Ray’s approach is not gene specific. Rather than replace a mutated gene, the biotech aims to restore the ability of retinal cells to respond to light. The science is called visual optogenetics—introducing into retinal cells a gene that codes for a light-sensitive protein. Another company, GenSight Biologics, has already reached Phase 1/2 testing with such a gene therapy for retinitis pigmentosa. In test results in a blind patient, the Paris-based biotech’s therapy led to partial recovery of vision. Results were published in 2021 in Nature Medicine. But in order to see, patients treated with the GenSight gene therapy must also wear goggles that amplify light and stimulate their retinal cells.

Bringing both a gene therapy and an accompanying medical device through regulatory review and commercialization would be challenging, Bresge said. Ray’s one-time treatment, RTx-015, also employs a light-sensitive protein. But Bresge said that by bioengineering the gene therapy to address the complexities of vision, such as visual acuity and contrast sensitivity, no light-amplifying goggles will be required. Ray’s therapy is based on research from Zhuo-Hua Pan, a professor of ophthalmology at Wayne State University. According to preclinical research results published in 2019 in Molecular Therapy, treating mice born blind without functioning photoreceptors led to vision restoration under ambient light levels.

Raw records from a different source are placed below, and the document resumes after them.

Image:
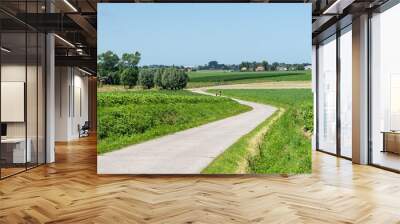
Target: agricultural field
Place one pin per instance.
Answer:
(130, 117)
(285, 147)
(212, 78)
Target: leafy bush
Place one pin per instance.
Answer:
(174, 79)
(130, 117)
(146, 78)
(129, 76)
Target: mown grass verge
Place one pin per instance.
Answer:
(212, 78)
(130, 117)
(286, 146)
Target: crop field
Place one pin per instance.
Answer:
(286, 146)
(211, 78)
(130, 117)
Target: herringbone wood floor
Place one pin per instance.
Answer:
(69, 191)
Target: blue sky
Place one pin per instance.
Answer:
(193, 34)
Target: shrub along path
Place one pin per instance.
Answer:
(185, 152)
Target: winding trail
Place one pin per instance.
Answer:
(184, 152)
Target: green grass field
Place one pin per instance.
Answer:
(130, 117)
(285, 148)
(211, 78)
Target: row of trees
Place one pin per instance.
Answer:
(115, 70)
(252, 66)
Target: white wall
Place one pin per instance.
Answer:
(70, 83)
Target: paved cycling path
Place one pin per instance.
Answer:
(184, 152)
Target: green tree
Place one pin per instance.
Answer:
(265, 65)
(129, 76)
(146, 78)
(158, 77)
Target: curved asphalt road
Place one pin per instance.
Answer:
(184, 152)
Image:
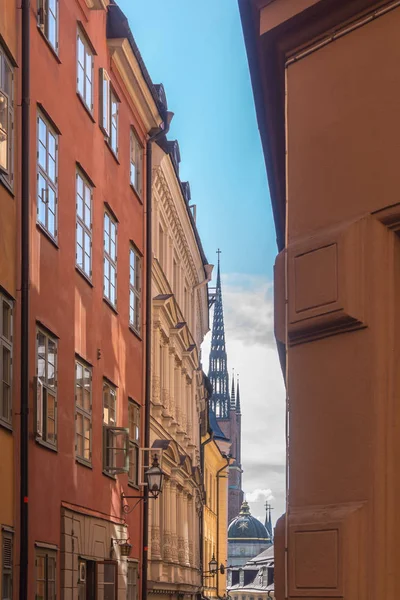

Bresge said that when his daughter was diagnosed with retinitis pigmentosa in 2010, testing was more limited. The doctors could not even identify the genetic mutation driving her disease. That makes it important to develop solutions that are independent of genetic mutations. While jCyte’s research may restore some vision, Bresge said the cell therapy will mainly slow the progression of vision loss in those in early stages of the disease.

“We’re trying to restore vision to patients that are already or almost blind,” Bresge said of Ray’s research. “These are patients that are left behind.”

Ray formed in 2021, raising a $6 million seed round from 4BIO Capital. The startup has also received $4 million to date in grant funding from the California Institute for Regenerative Medicine. The Series A round was led by Novo Holdings. Other investors in the round include Deerfield Management, Norwest Venture Partners, Platanus, MRL Ventures Fund, and the venture fund of Merck & Co. 4BIO Capital also participated.

The Series A cash is enough to support RTx-015 all the way through pivotal testing in retinitis pigmentosa, Bresge said. A Phase 1 study is on track to start soon. The startup’s next disease target is Stargardt disease, a rare inherited form of macular degeneration with no FDA-approved therapies. Biopharmaceutical companies large and small are pursuing Stargardt with various genetic medicine approaches.

If all goes well with Ray’s rare eye disease research, Bresge said the company will expand to more prevalent vision-loss disorders, such as diabetic macular edema and geographic atrophy. Ray’s gene therapy represents a pipeline in a product opportunity. While the cell type targeted by the therapy will change depending on the indication, the genetic cargo will be the same across all of them.

Today, Tamar Bresge is 27. She is an artist and writer with a master’s degree in fine arts. Paul Bresge said Tamar still has good functional vision, but then adds that he’s in a race against time. The father has a deal with his daughter.

“You go on with your life, and I worry about your disease,” he said.